Her small but vocal campaign isn't the first to force big companies to bow to criticism — in fact, it’s a trend that’s really been picking up steam. On Friday, teen fashion brand Hollister quickly removed a photo of a model from its Facebook and Twitter pages after people complained that her legs were “too skinny” and “emaciated.” This latest blunder took place not all that long after parent company Abercrombie & Fitch suffered from plummeting sales amid relentless criticism of CEO Mike Jeffries, who had unapologetically called its company “exclusionary.” Yoga gear maker Lululemon’s co-founder Chip Wilson, meanwhile, resigned in December after unending outcries about his comments on women’s bodies, while, earlier this month, Target apologized for digitally altering a model’s thighs to horrific proportions after hearing a slew of complaints. Other recent apologists have included Coke, Unilever, and Kellogg’s.

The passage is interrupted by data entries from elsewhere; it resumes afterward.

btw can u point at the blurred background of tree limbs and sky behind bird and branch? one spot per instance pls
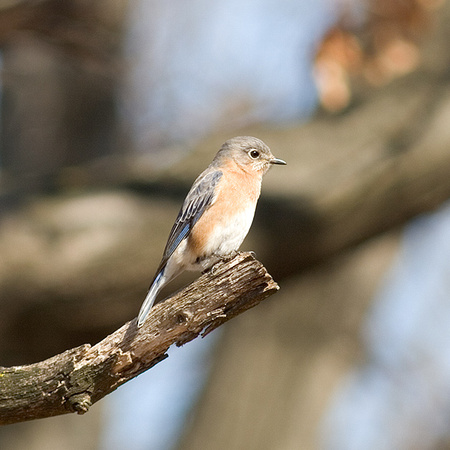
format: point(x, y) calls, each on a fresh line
point(110, 109)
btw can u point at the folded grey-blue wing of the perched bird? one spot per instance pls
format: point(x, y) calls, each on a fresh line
point(199, 198)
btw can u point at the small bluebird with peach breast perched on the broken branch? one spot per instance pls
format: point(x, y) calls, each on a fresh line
point(216, 214)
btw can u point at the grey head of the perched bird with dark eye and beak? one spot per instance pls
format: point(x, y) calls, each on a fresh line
point(249, 153)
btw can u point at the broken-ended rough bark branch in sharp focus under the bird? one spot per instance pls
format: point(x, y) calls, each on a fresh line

Ouellette, who runs a pharmacy technician training program at Kaplan College in San Diego, tells Yahoo Shine that these kinds of results are exactly why she wants to keep Twitter and Facebook momentum going when issues like the Anorexxxy label arise. But, she laments, it can sometimes be difficult to convince people in her age range (she's 49) to start tweeting. “Many of my compatriots are sitting at home banging out letters on their IBM Selectrics,” she says. “But social is clearly the way to get yourself heard.”